About 68% of North Dakota Law graduates report employment ten months out. Stop, before that number does anything to your decision, ask the only question that matters: 68% of what, doing what? A headline employment rate blends every category of outcome into one figure, and the blend is where schools hide their weaknesses and bury their strengths.
MetricFigureContextEmployment rate (10 months)~68%All categories combinedPrimary placementGrand Forks and North DakotaWhere the pipeline pointsNetwork strengthND in-state, Great Plains marketStrongest for matching plans
The honest translation of 68%: that share of the class reported employment of some kind at ten months, a category that spans first-year associates and part-time school-funded fellows alike. To know what the degree actually buys, isolate full-time, long-term, bar-required placement over the whole class. Lawyers live in that line; the headline lives everywhere.

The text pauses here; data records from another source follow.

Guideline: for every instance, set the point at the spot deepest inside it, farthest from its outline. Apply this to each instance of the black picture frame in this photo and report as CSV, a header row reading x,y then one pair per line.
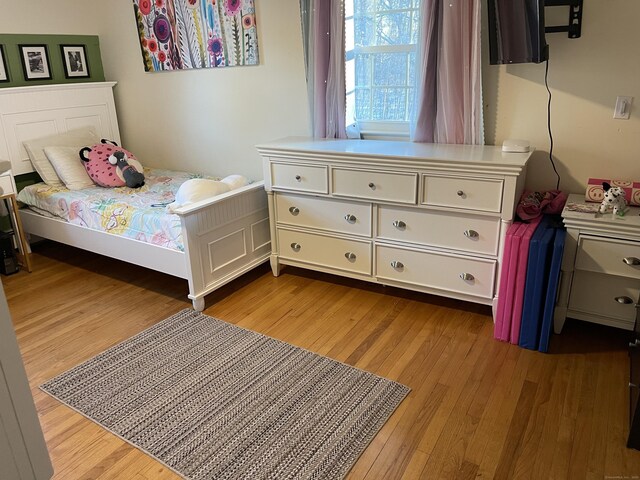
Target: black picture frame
x,y
35,62
4,66
74,59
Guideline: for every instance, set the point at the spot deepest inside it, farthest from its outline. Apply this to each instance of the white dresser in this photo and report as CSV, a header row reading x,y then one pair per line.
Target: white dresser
x,y
600,279
424,217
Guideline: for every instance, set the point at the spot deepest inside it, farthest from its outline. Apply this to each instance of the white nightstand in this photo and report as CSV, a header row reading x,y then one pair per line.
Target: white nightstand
x,y
8,196
600,280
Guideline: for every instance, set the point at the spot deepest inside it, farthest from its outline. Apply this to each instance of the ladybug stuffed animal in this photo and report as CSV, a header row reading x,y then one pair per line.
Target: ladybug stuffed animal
x,y
106,173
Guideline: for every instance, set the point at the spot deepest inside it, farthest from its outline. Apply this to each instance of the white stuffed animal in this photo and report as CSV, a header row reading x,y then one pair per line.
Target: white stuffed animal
x,y
613,198
197,189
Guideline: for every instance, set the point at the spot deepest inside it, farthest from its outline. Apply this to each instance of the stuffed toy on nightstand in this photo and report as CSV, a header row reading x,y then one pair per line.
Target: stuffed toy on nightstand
x,y
613,199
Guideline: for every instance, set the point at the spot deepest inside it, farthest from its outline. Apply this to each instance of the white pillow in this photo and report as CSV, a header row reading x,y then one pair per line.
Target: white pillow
x,y
68,166
197,189
81,137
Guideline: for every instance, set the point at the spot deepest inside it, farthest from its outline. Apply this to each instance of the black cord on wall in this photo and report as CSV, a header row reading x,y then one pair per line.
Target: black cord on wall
x,y
546,83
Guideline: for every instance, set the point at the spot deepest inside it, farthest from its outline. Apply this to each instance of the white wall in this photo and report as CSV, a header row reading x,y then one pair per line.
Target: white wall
x,y
197,120
210,120
585,76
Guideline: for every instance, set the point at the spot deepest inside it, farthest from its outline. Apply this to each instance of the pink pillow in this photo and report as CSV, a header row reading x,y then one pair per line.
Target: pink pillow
x,y
102,172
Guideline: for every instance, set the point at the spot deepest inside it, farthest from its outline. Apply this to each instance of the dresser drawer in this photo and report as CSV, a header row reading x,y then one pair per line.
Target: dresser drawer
x,y
461,192
607,255
444,272
324,214
6,185
375,185
471,233
348,255
302,178
596,293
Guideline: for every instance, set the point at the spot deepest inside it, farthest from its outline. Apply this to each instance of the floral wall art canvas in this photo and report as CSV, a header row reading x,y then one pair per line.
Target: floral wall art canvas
x,y
182,34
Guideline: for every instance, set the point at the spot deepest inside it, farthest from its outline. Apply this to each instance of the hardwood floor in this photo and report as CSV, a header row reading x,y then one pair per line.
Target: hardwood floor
x,y
478,408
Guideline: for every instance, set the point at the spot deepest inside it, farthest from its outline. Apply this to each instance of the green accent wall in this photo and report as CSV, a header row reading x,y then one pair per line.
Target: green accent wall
x,y
15,71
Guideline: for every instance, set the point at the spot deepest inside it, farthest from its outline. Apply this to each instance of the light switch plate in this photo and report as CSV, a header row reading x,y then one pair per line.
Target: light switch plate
x,y
623,108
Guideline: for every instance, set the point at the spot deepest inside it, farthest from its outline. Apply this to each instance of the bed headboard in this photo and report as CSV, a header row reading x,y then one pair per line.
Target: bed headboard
x,y
38,111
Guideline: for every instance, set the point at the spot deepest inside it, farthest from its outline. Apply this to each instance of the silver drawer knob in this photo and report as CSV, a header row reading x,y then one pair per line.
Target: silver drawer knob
x,y
624,300
631,260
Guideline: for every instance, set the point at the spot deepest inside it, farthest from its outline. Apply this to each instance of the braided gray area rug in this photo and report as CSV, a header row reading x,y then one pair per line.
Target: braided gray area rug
x,y
214,401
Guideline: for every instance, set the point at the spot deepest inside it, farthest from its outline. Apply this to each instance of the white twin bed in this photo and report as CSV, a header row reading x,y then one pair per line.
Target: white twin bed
x,y
220,238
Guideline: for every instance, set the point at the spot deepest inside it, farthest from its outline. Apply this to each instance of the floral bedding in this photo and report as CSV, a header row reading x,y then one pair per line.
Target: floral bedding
x,y
137,213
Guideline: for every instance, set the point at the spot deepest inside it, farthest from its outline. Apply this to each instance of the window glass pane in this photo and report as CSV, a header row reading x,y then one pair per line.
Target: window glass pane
x,y
364,31
390,69
412,68
361,7
393,4
385,36
389,103
393,29
415,27
363,69
363,104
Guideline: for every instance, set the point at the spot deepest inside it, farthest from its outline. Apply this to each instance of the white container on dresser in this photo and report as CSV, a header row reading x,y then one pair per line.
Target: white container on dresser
x,y
600,278
425,217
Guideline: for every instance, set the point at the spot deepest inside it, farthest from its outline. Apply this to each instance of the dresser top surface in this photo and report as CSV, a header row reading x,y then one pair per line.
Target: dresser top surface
x,y
606,222
390,150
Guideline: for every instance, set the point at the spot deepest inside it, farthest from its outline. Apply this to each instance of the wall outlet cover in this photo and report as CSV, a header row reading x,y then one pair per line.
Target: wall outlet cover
x,y
516,146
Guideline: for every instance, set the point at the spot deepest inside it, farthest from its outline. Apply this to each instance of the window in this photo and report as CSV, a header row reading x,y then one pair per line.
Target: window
x,y
381,38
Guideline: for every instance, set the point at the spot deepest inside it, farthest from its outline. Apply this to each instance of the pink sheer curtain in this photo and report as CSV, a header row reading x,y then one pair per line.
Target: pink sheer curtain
x,y
323,29
449,87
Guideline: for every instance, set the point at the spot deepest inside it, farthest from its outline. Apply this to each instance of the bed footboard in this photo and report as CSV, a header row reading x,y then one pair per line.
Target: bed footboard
x,y
224,237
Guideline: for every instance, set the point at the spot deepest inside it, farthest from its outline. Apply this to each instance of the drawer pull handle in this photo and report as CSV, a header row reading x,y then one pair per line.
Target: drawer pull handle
x,y
631,260
624,300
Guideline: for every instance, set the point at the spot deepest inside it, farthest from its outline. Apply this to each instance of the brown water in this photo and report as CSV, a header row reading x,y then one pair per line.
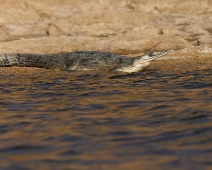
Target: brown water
x,y
64,121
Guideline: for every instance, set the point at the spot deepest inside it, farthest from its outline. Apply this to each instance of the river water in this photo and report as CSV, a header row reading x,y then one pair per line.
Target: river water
x,y
67,121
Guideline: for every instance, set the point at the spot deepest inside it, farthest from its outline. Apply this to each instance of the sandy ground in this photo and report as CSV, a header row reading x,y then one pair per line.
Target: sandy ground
x,y
125,27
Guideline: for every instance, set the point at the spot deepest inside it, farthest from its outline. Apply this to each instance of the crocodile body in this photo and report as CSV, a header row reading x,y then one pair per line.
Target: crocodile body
x,y
81,60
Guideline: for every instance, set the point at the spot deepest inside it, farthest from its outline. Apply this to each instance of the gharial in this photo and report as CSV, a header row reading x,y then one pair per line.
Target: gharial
x,y
81,60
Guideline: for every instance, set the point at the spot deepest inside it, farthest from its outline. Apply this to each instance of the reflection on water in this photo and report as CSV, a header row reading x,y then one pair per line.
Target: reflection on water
x,y
57,120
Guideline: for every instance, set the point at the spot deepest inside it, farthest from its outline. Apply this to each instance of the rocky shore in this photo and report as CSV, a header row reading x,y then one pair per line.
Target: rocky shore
x,y
127,27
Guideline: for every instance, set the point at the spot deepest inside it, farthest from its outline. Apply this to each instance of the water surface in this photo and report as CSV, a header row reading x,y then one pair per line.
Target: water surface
x,y
65,121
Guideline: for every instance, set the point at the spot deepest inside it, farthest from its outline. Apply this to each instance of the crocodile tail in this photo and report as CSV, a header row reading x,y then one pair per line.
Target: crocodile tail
x,y
151,56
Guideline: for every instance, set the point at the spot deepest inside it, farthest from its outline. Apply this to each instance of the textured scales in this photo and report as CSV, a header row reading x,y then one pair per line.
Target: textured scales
x,y
81,60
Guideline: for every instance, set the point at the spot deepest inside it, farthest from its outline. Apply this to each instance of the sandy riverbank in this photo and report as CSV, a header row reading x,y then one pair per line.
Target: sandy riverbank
x,y
127,27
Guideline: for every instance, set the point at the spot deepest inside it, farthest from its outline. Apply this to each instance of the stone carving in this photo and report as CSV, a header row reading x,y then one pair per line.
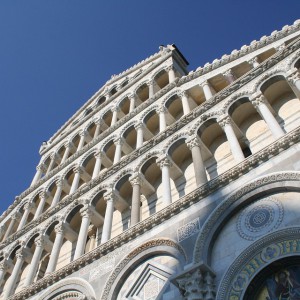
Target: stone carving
x,y
260,218
188,230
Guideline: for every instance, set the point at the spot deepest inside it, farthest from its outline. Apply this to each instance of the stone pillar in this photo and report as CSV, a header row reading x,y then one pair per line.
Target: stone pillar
x,y
26,210
164,164
59,230
294,81
68,147
57,195
185,102
114,119
39,211
150,84
235,147
171,73
38,175
98,127
78,171
3,267
260,105
254,62
135,181
11,225
39,247
52,162
132,98
83,134
107,226
139,135
196,283
207,90
162,118
84,227
14,277
200,172
229,76
97,168
118,153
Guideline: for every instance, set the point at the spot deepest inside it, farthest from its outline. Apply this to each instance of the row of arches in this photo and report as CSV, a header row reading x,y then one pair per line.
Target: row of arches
x,y
155,120
209,148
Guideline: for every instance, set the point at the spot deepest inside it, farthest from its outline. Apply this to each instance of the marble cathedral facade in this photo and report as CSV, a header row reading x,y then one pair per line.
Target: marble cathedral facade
x,y
169,184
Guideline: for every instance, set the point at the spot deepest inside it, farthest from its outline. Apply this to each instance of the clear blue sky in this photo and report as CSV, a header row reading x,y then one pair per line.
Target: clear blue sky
x,y
55,54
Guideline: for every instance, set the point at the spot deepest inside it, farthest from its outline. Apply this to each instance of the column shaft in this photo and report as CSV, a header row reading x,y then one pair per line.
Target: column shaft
x,y
107,226
13,279
85,223
34,262
56,249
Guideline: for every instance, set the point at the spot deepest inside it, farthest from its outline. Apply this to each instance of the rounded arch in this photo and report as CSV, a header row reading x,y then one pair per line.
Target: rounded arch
x,y
240,197
267,76
134,258
75,284
236,281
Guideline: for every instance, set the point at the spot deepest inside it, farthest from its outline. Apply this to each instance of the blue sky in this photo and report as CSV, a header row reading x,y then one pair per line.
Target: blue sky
x,y
55,54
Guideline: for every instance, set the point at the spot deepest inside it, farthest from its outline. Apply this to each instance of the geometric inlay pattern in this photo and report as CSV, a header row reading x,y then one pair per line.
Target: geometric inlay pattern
x,y
259,218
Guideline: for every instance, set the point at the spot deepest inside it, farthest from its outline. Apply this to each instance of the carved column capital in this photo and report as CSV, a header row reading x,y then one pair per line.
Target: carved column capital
x,y
225,120
136,179
196,282
258,100
193,141
85,212
161,109
164,162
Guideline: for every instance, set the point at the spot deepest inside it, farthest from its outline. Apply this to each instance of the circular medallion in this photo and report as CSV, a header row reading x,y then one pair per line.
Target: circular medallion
x,y
260,218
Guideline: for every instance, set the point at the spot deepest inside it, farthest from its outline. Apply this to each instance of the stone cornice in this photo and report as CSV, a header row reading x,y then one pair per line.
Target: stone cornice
x,y
196,113
173,209
235,54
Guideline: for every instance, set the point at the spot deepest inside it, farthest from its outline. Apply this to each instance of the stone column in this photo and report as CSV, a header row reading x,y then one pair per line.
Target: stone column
x,y
107,226
254,62
132,98
260,105
114,119
294,81
185,102
230,77
118,153
207,90
164,164
26,210
235,147
68,147
97,168
78,171
200,172
98,127
39,172
59,237
162,118
135,181
3,267
150,84
171,73
14,277
57,195
139,135
39,247
39,211
83,134
11,225
84,227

Every school reports this way, North Dakota Law included, which is why the ABA’s standardized disclosure exists, and why the ten minutes you spend in it outweigh every brochure page.
Treat the employment summary as a four-line audit. Line one: full-time, long-term, bar-required, divided by the whole class, because that ratio is the product. Line two: school-funded roles, listed separately for a reason; net them out to see market demand. Line three: JD-advantage, a category that blends ambition and consolation, weigh it lightly. Line four: geography, because every job in the table has an address and so will your life. Four lines, ten minutes, and the marketing becomes accounting.
Withheld Tip: the most honest data source on placement is not a document, it is two or three graduates from the last two classes who targeted your market and practice area. Ten months of someone’s real search outweighs any percentage, and most will tell you the truth if you ask directly.
Employment data only becomes a decision once you add the one variable the school cannot publish: your destination. Placement strength is geographic, here, Grand Forks and North Dakota., and a powerful network in the wrong city is a weak network for you. So invert the usual order, choose the market, then choose the school as the best vehicle into it. Never the reverse.
Roughly 68% report employment ten months after graduation, across all categories. The more meaningful figure, full-time, long-term, bar-required placement, requires the ABA 509 breakdown, which is exactly where you should look next.
Primarily Grand Forks and North Dakota, with particular strength in ND in-state, Great Plains market. Read the geography as infrastructure: alumni, employers, and on-campus recruiting all live where the school’s history lives, and your outcomes will too.
They do, and the 509 isolates them on a dedicated line so you can decide what they mean. Read them as institutional support for graduates, valuable to those in them, and distinct from market hiring when you evaluate the school.
Every school’s marketing says graduates succeed; every school’s 509 says exactly how many, doing what, where, paid by whom. The gap between those two documents is where bad decisions live. Close it before you deposit, the breakdown takes ten minutes and the degree takes three years plus interest.